Similarly, after sending their collective letter to the Foreign Secretary asking to be paid the London Living Wage, each of the outsourced cleaners at the FCO received a generic reply from the Operations Manager of contractor Interserve, requesting their attendance at an "Investigation Meeting". The investigation regarded "allegations that have been made referring to your conduct in the workplace", specifically "bringing the contract into disrepute".

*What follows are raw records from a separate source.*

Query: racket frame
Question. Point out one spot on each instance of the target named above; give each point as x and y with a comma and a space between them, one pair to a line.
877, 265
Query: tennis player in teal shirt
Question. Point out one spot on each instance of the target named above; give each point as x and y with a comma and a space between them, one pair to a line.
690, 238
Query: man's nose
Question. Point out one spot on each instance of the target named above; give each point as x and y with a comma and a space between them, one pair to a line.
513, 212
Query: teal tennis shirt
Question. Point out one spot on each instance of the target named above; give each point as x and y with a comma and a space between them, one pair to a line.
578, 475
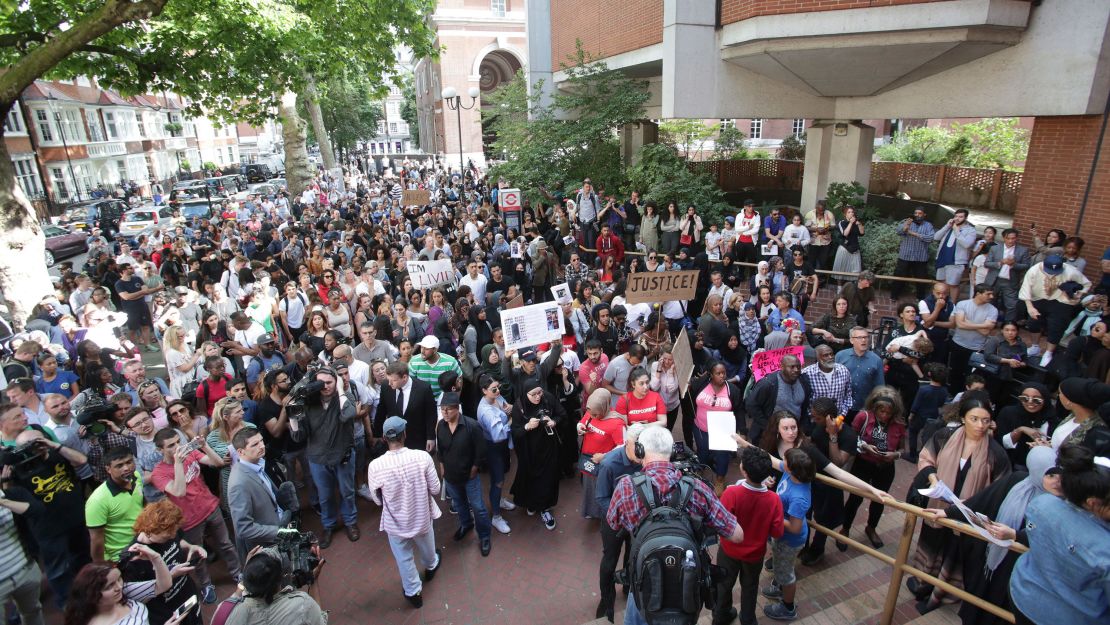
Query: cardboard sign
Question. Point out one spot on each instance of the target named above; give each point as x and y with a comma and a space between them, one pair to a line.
415, 198
684, 362
426, 274
661, 286
769, 361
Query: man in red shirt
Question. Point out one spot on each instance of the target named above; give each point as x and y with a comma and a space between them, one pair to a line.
179, 476
759, 511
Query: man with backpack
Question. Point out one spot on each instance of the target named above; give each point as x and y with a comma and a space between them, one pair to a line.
668, 515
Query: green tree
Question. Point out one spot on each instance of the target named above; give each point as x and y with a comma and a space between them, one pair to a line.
574, 138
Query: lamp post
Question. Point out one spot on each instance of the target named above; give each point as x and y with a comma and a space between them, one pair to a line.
455, 103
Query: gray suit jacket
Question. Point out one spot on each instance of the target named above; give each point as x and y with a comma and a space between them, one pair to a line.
995, 262
253, 508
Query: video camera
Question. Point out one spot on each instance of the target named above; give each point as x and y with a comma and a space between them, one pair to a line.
295, 548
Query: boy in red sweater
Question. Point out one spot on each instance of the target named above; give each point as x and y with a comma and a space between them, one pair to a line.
759, 512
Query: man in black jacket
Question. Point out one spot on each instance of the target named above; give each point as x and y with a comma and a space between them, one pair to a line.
784, 390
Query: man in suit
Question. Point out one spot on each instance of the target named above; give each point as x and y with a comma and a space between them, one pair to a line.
411, 400
254, 500
1006, 266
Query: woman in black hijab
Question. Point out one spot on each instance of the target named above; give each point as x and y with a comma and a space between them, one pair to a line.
536, 415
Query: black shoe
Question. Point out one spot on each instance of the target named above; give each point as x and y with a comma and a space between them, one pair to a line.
430, 573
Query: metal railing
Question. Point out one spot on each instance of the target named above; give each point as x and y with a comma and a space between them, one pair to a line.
899, 561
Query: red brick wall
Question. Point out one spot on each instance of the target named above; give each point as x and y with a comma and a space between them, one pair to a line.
1061, 150
605, 27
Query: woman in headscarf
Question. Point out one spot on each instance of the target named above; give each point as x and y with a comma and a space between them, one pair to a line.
601, 431
535, 416
987, 566
1027, 422
967, 460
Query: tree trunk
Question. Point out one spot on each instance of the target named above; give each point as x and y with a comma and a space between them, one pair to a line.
23, 276
294, 132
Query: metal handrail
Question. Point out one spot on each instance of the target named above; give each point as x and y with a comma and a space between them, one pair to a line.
899, 561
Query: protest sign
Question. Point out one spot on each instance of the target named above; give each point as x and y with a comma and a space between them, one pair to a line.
769, 361
426, 274
684, 362
525, 326
661, 286
415, 198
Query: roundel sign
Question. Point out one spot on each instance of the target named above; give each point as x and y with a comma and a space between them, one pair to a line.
510, 199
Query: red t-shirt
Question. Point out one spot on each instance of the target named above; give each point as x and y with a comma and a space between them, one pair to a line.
199, 502
603, 435
759, 513
647, 410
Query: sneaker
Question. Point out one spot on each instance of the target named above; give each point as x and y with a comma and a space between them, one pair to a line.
772, 592
779, 612
500, 524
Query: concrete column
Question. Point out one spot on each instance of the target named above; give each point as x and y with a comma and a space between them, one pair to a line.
836, 151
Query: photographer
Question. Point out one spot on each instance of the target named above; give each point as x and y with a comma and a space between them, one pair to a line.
627, 508
328, 425
46, 470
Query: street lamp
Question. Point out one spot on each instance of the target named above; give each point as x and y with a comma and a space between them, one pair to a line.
455, 103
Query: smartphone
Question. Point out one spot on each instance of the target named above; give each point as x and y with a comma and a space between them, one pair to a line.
185, 607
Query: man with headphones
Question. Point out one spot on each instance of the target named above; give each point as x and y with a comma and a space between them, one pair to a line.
617, 463
627, 510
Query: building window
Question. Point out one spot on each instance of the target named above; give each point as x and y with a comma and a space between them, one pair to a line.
756, 129
13, 123
46, 132
27, 177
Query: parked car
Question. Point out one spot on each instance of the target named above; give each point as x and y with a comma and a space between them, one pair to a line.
138, 220
62, 243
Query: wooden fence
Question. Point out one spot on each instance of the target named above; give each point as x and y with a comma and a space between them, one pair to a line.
987, 189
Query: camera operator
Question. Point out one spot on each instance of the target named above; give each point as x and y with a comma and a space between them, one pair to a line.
627, 510
616, 464
328, 425
266, 596
46, 469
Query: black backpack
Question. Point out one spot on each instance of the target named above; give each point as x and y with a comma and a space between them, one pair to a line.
670, 570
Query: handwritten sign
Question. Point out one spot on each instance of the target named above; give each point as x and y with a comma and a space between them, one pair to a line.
661, 286
426, 274
769, 361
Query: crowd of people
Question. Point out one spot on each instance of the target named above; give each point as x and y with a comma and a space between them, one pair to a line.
304, 370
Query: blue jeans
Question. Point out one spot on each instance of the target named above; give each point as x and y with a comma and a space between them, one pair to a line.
715, 460
468, 500
326, 479
497, 457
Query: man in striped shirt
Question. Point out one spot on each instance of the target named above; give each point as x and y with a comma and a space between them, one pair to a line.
404, 483
430, 363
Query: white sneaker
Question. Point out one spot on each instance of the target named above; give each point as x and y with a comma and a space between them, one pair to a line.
500, 524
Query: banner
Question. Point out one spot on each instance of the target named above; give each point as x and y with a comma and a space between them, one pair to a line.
426, 274
769, 361
415, 198
661, 286
531, 325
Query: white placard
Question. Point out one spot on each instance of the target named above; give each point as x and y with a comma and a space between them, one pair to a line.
532, 325
426, 274
722, 426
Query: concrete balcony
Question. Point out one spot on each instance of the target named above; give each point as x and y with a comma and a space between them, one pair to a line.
102, 149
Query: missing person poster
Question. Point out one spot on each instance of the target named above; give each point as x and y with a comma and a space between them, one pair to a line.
426, 274
532, 325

The meeting, the letter explains, would be "your opportunity to voice your version of events" prior to a formal disciplinary hearing, if the company decided to call one, at a later date. Again the quasi-legal language is designed to intimidate while being vague about any specific offence (the manager's mistake was of course to enclose a copy of the workers' letter, making the connection too clear).

From the institutional point of view, the fear that such ominous correspondence raises in the precarious claimant or worker is punishment and deterrent enough - for organising against low pay or communicating beyond the outsourced ghetto, for declining an ostensibly optional 'work-related activity'. These institutions (government, private contractor, welfare-to-work provider, welfare department), which distribute huge, disproportionate powers among themselves in an inversion of the collectivity they stamp on, can dance across the arbitrary line between formal and informal discipline as it suits them, especially in response to negative publicity, but the language and the potential outcome remain the same.

For these distant authorities there was obviously something about the workers' jointly written letter which had called their conduct (and the contract) into question, but exactly what, or how, could not be admitted or spelt out. Speaking interchangeably, practically as one entity, Hammond and Interserve both later announced that the "matter" had been "investigated" and no disciplinary action had been taken. Their statements blithely carried on the suggestion that the matter under investigation was the conduct of the cleaners rather than the employer.

These investigatory, evidence-giving periods are ways for the state and its corporate allies to eliminate dissent by creating vast Kafkaesque paradisciplinary grey areas which can later be said by officials not to have existed. Asking for a pay rise triggers an "opportunity" to explain your "conduct"; a sanction threat brings an "opportunity" to explain your "non-compliance".

It turns out then that these pronouncements from on high are indeed warnings, but their true meaning cannot be acknowledged by the organisations that issue them, respectful as they supposedly are of welfare and employment law. These paradisciplinary processes are interpellative admonitions from the corporate state to its subjects (not just those directly addressed, but all of us) about compliance and correct conduct. While 'opportunities' to prepare one's defence are built into such trials, innocence can never be proven, as it rests on a form of compliance which is ultimately not legal but ideological. The obedient claimant/employee is required to act out the myth that unemployment is an individual, not a structural matter, and that poverty is similarly a matter of individual choices, not collective repression. These must be portrayed as crimes or tragedies of personal conduct, not of class or economics.